The title is confusing in this poem. What you expect is a list or something clearer on how to read, or something along those lines. Instead, what you get is a poem that ends with “books are a load of crap.” This had me confused for quite a while. Why would someone dedicate a whole poem just to say that books are meaningless, there must be some sort of ulterior motive behind it all.

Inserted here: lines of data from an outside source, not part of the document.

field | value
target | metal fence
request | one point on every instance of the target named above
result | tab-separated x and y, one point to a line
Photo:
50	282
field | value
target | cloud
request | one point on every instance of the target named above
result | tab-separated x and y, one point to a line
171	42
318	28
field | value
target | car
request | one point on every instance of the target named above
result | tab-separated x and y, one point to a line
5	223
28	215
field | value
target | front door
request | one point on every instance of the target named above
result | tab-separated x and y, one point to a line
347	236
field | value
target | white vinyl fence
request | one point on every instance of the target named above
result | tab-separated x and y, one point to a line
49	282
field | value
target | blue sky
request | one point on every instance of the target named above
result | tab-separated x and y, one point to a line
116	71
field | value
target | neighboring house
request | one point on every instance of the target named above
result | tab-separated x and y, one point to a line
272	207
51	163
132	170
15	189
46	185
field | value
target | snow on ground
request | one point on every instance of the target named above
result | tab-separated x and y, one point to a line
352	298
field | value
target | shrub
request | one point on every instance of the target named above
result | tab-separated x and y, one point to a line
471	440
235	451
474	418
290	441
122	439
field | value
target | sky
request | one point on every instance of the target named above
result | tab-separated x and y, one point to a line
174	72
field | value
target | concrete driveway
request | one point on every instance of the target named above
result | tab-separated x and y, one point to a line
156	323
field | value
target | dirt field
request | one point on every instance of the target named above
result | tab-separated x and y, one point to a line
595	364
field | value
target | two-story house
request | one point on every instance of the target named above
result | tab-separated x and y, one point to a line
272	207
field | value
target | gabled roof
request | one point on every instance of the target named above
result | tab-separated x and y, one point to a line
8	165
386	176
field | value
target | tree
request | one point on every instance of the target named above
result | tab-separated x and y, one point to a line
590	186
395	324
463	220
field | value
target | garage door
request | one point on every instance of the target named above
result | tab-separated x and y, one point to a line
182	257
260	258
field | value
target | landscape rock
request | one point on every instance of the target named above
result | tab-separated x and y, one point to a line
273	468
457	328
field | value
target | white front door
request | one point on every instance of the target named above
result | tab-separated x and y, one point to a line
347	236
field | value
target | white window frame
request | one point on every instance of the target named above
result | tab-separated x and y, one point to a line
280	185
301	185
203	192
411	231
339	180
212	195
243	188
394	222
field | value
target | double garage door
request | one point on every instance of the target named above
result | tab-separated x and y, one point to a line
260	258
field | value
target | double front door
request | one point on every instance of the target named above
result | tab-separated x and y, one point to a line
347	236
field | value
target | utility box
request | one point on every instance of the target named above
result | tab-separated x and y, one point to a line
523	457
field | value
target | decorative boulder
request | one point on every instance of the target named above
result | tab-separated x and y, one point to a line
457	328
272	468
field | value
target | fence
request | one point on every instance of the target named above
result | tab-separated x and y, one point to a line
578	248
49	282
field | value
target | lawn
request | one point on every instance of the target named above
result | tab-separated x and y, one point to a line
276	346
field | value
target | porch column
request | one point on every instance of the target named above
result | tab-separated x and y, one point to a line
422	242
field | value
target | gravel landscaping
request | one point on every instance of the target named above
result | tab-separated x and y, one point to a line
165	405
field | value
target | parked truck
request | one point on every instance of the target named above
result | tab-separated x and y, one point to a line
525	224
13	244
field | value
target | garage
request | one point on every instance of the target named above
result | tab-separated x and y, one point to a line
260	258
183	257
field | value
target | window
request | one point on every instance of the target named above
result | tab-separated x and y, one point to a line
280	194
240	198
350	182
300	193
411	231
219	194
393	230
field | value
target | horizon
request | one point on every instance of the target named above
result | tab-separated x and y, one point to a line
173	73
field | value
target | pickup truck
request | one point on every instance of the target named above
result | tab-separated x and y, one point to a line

In A Study of Reading Habits, Larkin makes many things clear that I can closely relate to in many ways. He starts of the poem with a flashback to his childhood and how reading helped him cope with many issues. “When getting… cured most things short of school.” This is attributed to living vicariously through characters in a book in order to diminish his struggles in real life. He doesn’t clearly establish what those struggles are, which is a great way to include many people. If he had included only certain struggles then by specifying only certain problems, it would limit the people who could connect to this poem. By leaving it open-ended it allows readers to connect with the world of escaping into a book, no matter whether the problem is big or small. One thing that I think is clear is that he deals with bullies more in the metaphysical world. In reading a book about an underdog defeating the bully, or a David v Goliath story it’s as if he becomes the hero in the story and can defeat the bullies. I think this is attributed much to a child-like innocence and imagination. He can as a young child avoid all his problems, and become a superhero in a book while in the second and third stanzas his outlook on life bleak and jaded.
In the second stanza he already has grown so much that his eyesight requires him to wear glasses. “Later, with inch-thick specs, Evil was just my lark.” As this line shows, he has grown so much that evil is his source of amusement. Instead of focusing on hero stories or something to help him cope with his problems; he now is more interested in the darker side of books and possible humanity. The whole stanza is based on the premise of him hiding in the dark and clubbing women with sex. These metaphors could be considered as alluding to rape or some sort of violence towards women. Whether it’s because he isn’t comfortable around them, he feels ignored, or it’s just a sort of awkward teen phase everything is left for speculation. What I can tell is that it makes a complete different turn from the first stanza, from beating the bully to being a person who preys on women. The title would have me believe that it is intended to represent how we approach reading and the different things we take from it in different points in our lives.
By the last stanza he has already become jaded by life that books have no more meaning for him, because he can’t find a disconnect between reality and a ficticious world. They are too much in common and the enjoyment of immersing himself in a different world is gone. Now, the only thing he can read about is about the common man, about himself. “the chap who’s yellow and keeps the store seems far too familiar.” To me by this point in the poem life has come too far for the author to be able to enjoy reading, because he doesn’t have the child mentality that allowed him to just focus on reading and believe that heroes exist, and that they win. By the time adulthood roles around everything is based on having a job and maintaining it in order to be able to live, so you have to become a realist. There just isn’t time to focus on dreams and fantasy. So, by this point the only thing that you can do is get drunk, forget about books, forget about your problems and use alcohol as a coping mechanism.
I think it is all related to how our lives become jaded as we grow older. Children are the ones with the most imagination while towards the latter half of our lives we are so worried with having a job, the right women, the perfect home and all these other things that we tend to become more realistic. People tend to ignore and forget about dreams and fantasy, putting in their place a more sinister outlook on life. No longer treading there pain with hopes, but rather just drinking and dulling there pain.